Tazerwalt (تزروالت, ⵜⴰⵥⵔⵡⴰⵍⵜ; also spelled Tazeroualt) is a historical region located in the south of Morocco, from which an independent state arose in the 17th century. Governed from its capital of Iligh in the Anti-Atlas mountains, the state of Tazerwalt at its height extended from the Atlantic Ocean to the Touat region in modern-day Algeria, controlling commerce across much of the Sahara.

==Background==

The spiritual founder of the Tazerwalt dynasty was Sidi Ahmed Ou Moussa, a marabout from the Souss who was born in the mid-15th century and afterwards settled in the Tazerwalt area, where he established a zawiya and attracted hundreds of followers, who came to receive his religious teachings.
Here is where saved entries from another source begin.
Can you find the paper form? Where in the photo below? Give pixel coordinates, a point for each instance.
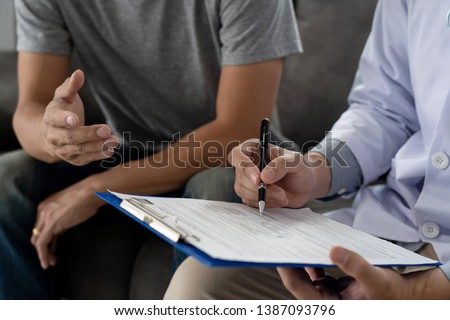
(236, 232)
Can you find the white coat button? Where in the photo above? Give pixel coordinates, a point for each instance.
(440, 161)
(430, 230)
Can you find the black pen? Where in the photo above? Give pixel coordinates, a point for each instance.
(264, 138)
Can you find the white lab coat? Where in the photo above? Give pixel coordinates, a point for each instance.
(399, 119)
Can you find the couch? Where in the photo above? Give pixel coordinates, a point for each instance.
(312, 95)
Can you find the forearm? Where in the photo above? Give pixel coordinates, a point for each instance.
(39, 75)
(345, 170)
(26, 123)
(170, 168)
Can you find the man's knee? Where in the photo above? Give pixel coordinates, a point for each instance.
(15, 170)
(212, 184)
(191, 281)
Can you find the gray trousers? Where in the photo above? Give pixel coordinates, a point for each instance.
(95, 259)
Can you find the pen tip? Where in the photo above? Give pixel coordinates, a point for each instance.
(261, 205)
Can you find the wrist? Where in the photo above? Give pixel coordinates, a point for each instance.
(320, 173)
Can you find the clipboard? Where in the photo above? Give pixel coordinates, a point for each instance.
(186, 248)
(164, 224)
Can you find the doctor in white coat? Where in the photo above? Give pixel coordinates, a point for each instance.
(398, 122)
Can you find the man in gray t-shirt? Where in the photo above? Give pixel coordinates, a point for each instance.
(199, 74)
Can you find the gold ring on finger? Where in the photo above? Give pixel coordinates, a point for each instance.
(36, 232)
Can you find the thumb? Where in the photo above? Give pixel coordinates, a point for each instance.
(356, 266)
(69, 89)
(279, 167)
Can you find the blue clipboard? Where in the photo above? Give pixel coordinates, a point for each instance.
(206, 259)
(185, 247)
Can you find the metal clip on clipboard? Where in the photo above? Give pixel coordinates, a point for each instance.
(156, 220)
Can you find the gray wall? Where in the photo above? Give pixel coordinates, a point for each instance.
(7, 28)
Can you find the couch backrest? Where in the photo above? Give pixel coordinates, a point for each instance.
(315, 84)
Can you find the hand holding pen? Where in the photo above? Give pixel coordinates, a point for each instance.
(287, 179)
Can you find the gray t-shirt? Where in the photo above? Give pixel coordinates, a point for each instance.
(154, 66)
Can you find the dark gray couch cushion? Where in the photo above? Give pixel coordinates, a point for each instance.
(8, 100)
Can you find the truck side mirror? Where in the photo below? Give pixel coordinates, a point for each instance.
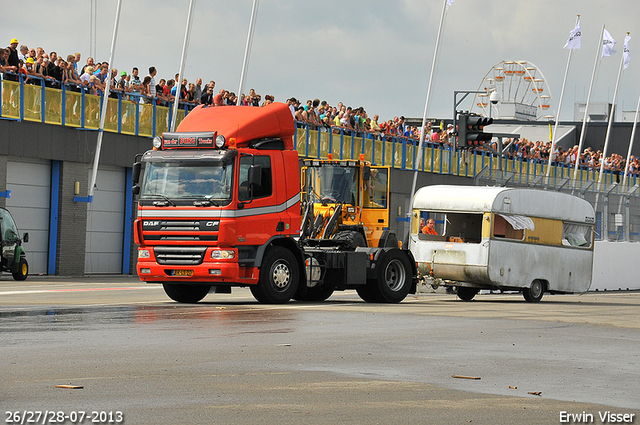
(366, 173)
(135, 175)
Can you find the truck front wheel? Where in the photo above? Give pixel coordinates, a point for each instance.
(534, 293)
(466, 293)
(393, 279)
(279, 277)
(186, 293)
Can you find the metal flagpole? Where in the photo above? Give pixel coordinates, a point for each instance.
(586, 109)
(247, 50)
(633, 134)
(105, 102)
(185, 48)
(555, 127)
(426, 108)
(613, 111)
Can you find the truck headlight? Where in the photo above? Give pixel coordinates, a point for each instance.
(222, 254)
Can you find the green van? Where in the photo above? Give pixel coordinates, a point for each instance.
(14, 259)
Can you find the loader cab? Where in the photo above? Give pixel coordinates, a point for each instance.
(14, 259)
(353, 193)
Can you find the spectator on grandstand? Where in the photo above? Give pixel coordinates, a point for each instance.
(232, 99)
(197, 93)
(267, 100)
(23, 54)
(291, 104)
(254, 98)
(152, 82)
(114, 89)
(76, 61)
(4, 65)
(218, 100)
(375, 127)
(207, 96)
(12, 57)
(211, 84)
(42, 67)
(135, 83)
(166, 92)
(90, 63)
(190, 94)
(29, 70)
(145, 91)
(123, 82)
(85, 78)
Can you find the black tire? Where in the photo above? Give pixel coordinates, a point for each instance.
(279, 277)
(393, 277)
(388, 239)
(186, 292)
(23, 270)
(316, 293)
(353, 238)
(466, 294)
(534, 293)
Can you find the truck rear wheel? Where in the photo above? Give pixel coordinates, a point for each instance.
(23, 270)
(466, 294)
(354, 239)
(393, 278)
(534, 293)
(186, 293)
(279, 277)
(316, 293)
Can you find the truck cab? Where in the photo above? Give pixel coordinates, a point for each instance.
(219, 205)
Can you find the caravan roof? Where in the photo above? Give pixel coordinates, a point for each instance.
(505, 200)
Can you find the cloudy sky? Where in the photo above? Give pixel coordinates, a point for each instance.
(371, 53)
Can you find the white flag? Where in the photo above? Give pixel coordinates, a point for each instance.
(574, 38)
(607, 44)
(626, 52)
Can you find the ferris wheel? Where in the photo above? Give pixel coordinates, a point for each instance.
(514, 90)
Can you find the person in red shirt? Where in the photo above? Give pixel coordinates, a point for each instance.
(428, 229)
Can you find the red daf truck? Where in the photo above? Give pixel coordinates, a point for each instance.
(220, 205)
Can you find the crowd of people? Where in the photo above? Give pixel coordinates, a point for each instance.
(36, 67)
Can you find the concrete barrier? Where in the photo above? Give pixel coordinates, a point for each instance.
(615, 266)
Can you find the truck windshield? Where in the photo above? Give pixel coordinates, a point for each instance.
(188, 180)
(332, 183)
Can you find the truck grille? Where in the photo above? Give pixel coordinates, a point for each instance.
(179, 230)
(179, 256)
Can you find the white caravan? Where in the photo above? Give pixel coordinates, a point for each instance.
(527, 240)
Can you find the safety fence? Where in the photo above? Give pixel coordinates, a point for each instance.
(74, 106)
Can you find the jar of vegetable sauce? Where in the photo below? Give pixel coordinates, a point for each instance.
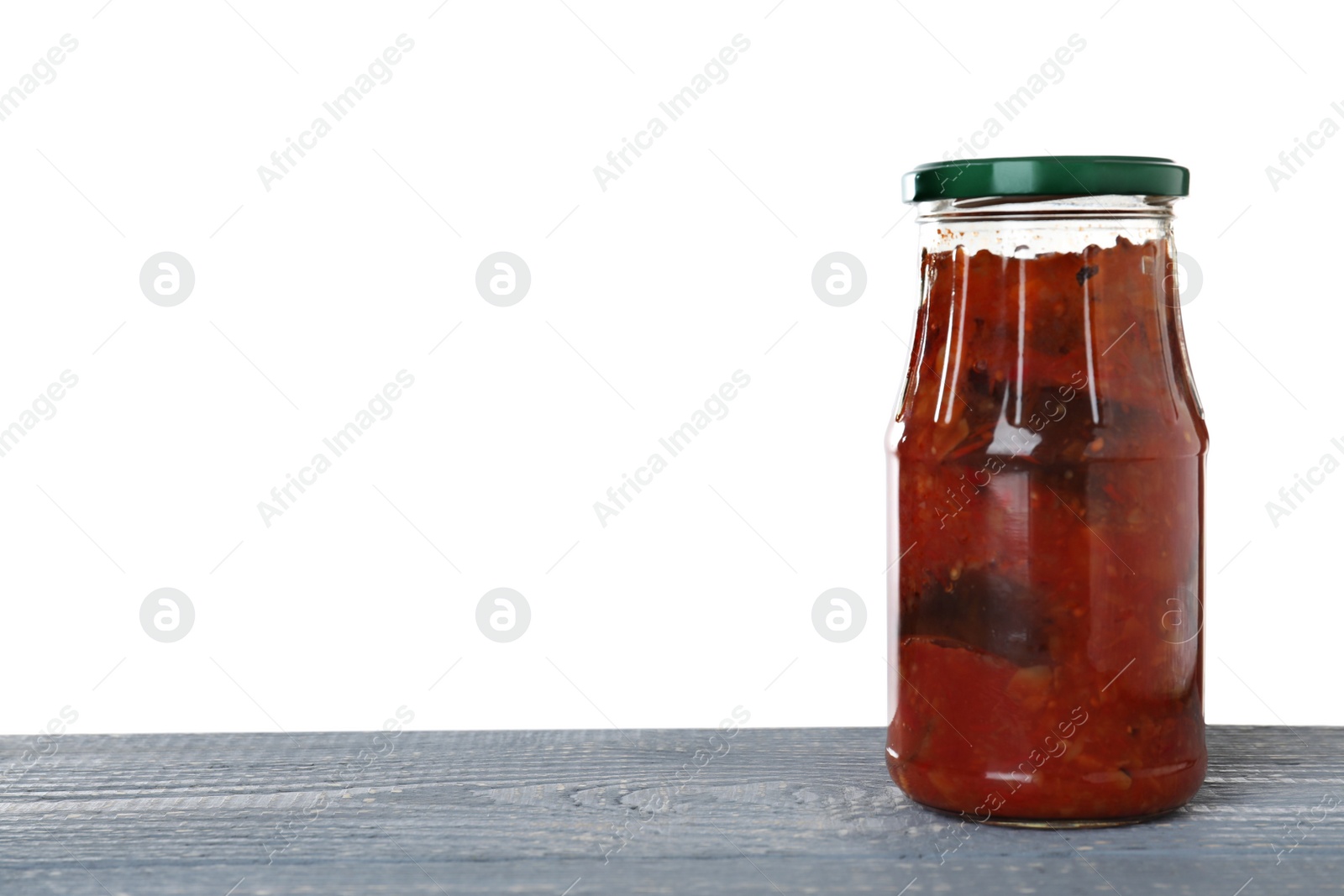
(1046, 483)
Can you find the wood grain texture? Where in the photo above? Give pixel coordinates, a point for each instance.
(605, 812)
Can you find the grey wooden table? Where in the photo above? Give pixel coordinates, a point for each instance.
(605, 812)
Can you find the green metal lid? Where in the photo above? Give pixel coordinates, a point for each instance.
(1046, 176)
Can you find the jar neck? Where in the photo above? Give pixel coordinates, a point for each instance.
(1016, 228)
(1038, 207)
(1021, 305)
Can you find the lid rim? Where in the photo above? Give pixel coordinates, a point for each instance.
(1016, 176)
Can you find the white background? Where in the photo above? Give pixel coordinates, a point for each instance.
(645, 298)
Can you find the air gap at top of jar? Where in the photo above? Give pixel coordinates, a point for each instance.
(1046, 477)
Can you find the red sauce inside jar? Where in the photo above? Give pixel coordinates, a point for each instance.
(1050, 481)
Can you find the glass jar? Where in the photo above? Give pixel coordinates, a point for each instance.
(1046, 479)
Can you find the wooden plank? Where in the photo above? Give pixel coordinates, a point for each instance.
(605, 812)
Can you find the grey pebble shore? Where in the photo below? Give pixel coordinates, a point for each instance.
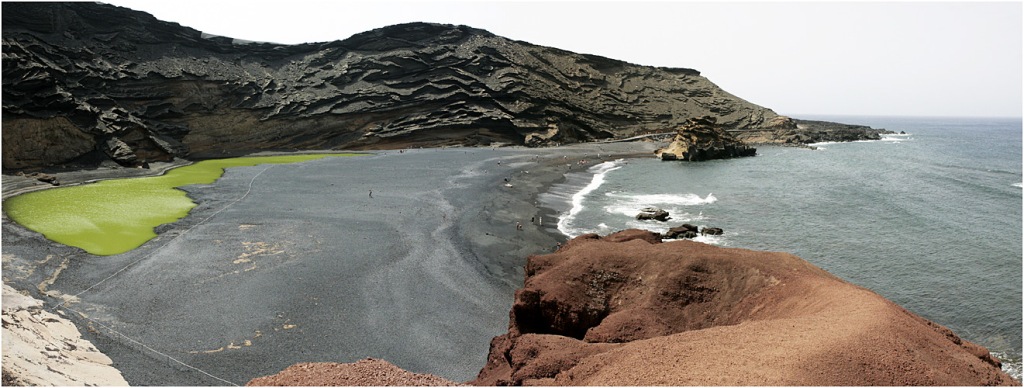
(296, 263)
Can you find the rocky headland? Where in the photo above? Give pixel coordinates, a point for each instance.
(700, 139)
(87, 82)
(628, 309)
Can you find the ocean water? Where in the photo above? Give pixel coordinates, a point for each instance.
(930, 219)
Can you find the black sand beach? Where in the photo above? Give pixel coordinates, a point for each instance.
(307, 266)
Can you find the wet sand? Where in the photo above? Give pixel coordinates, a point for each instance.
(294, 263)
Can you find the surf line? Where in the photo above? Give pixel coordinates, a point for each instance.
(599, 171)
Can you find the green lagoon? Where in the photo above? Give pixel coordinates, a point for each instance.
(115, 216)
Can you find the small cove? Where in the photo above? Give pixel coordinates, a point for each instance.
(115, 216)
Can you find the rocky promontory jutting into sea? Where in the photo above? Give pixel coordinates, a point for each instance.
(415, 257)
(86, 82)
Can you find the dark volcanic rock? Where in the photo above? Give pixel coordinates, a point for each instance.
(682, 231)
(701, 139)
(809, 131)
(78, 75)
(652, 214)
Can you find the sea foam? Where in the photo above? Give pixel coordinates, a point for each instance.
(600, 171)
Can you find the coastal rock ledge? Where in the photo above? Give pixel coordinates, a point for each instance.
(700, 139)
(629, 309)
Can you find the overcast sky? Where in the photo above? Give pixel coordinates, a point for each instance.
(886, 58)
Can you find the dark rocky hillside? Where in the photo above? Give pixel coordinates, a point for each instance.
(88, 82)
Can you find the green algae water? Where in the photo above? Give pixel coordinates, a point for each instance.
(115, 216)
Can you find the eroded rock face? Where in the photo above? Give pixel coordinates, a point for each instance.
(41, 348)
(702, 139)
(627, 309)
(79, 75)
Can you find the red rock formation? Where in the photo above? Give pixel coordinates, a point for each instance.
(627, 309)
(368, 372)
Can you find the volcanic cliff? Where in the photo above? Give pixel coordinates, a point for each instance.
(88, 82)
(628, 309)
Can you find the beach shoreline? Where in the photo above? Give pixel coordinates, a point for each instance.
(481, 233)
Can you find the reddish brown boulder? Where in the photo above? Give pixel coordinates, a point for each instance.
(627, 309)
(368, 372)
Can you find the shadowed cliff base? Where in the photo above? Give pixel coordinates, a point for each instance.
(628, 309)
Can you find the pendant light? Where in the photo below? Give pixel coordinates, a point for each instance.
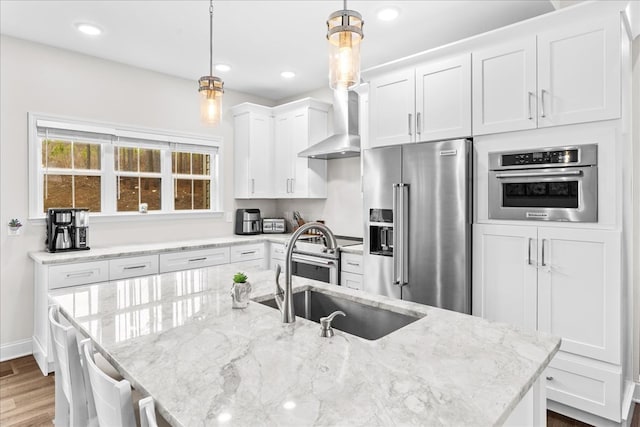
(210, 87)
(344, 33)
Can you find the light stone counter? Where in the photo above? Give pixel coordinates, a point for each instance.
(108, 252)
(176, 338)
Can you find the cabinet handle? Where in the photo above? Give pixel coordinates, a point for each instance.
(80, 274)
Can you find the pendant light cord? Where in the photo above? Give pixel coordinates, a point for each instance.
(211, 38)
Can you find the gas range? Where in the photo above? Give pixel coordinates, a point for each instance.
(315, 245)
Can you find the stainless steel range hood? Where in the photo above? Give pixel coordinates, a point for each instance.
(345, 142)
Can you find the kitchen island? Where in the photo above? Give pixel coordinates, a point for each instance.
(176, 338)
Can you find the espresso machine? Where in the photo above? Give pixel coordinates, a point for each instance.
(248, 221)
(67, 229)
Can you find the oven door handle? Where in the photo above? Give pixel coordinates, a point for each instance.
(313, 261)
(537, 174)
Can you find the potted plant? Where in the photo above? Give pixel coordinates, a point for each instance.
(240, 291)
(14, 226)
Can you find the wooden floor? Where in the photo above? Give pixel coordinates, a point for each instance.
(27, 397)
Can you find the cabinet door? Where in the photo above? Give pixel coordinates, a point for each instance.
(579, 290)
(504, 87)
(443, 99)
(260, 157)
(579, 72)
(283, 141)
(392, 108)
(504, 274)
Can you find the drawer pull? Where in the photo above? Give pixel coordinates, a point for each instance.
(134, 267)
(80, 274)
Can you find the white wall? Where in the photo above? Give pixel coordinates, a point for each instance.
(37, 78)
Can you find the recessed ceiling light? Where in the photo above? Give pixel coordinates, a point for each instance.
(88, 29)
(388, 14)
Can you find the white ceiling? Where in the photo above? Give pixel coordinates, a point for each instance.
(259, 39)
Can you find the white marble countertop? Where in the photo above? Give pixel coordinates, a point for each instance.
(176, 338)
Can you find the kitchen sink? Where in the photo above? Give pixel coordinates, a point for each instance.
(362, 320)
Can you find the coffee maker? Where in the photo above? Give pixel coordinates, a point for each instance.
(67, 229)
(248, 221)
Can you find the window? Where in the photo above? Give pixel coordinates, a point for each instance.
(113, 171)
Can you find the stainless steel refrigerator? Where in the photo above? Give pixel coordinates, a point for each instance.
(417, 244)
Sidi Ahmed Ou Moussa maintained close relations with the ruling Saadian dynasty and was able to use his religious standing to carve out an enclave of power within the Saadian state.

Following his death, Sidi Ahmed Ou Moussa's grave became a pilgrimage site, and his offspring inherited much of the wealth and status he had acquired as a spiritual leader.

==The Emirate of Tazerwalt==
The death of the Saadian Sultan Ahmad al-Mansur in 1603 triggered political instability throughout Morocco, at which point Sidi Ahmed Ou Moussa's grandson Sidi Ali Bou Dmia seized the opportunity to transform the family's religious status into political power. Naming himself the amir of Tazerwalt, he founded a capital at Iligh and consolidated his control over the region by mobilizing his religious following and tribal alliances. Controlling both overland trade routes and major ports such as Agadir, Sidi Ali Bou Dmia extracted the resources needed to raise a sizable army (mainly of slaves), which he then used to further expand borders eastward.

By the mid-17th century, Sidi Ali Bou Dmia controlled a wide swath of the Sahara and Morocco south of the Atlas Mountains, including important centers of trans-Saharan commerce such as the Draa valley, Sijilmasa, Touat, and Taghaza. Sidi Ali Bou Dmia's hegemony, however, was threatened by the rise of the Alaouite dynasty in Tafilalt, who in the late 1650s captured Sijilmasa and eroded much of Tazerwalt's economic power. Sidi Ali Bou Dmia died in 1659 and was briefly succeeded by his son Muhammad, but in 1670 the Alaouites razed the capital of Tazerwalt at Iligh, thus cementing their control over Morocco and bringing a definitive end to Tazerwalt's political independence.

==Later years==
Following the destruction of Iligh, Ahmed u Musa's descendants lost most of their political power, but were able to leverage their familial connections to the saint to maintain wealth and social prestige as the "House of Iligh." While never directly challenging Alaouite rule, in the 18th and 19th centuries they regained significant political and even military power, enjoying a degree of autonomy that gave them control over much of the Souss region and allowed them to regulate trade and conduct diplomacy with both the ruling Alaouite dynasty and European powers.

Today Sidi Ahmed ou Musa's zawiya remains a site of pilgrimage and is located in the village of Sidi Ahmed Ou Moussa, which shares his name.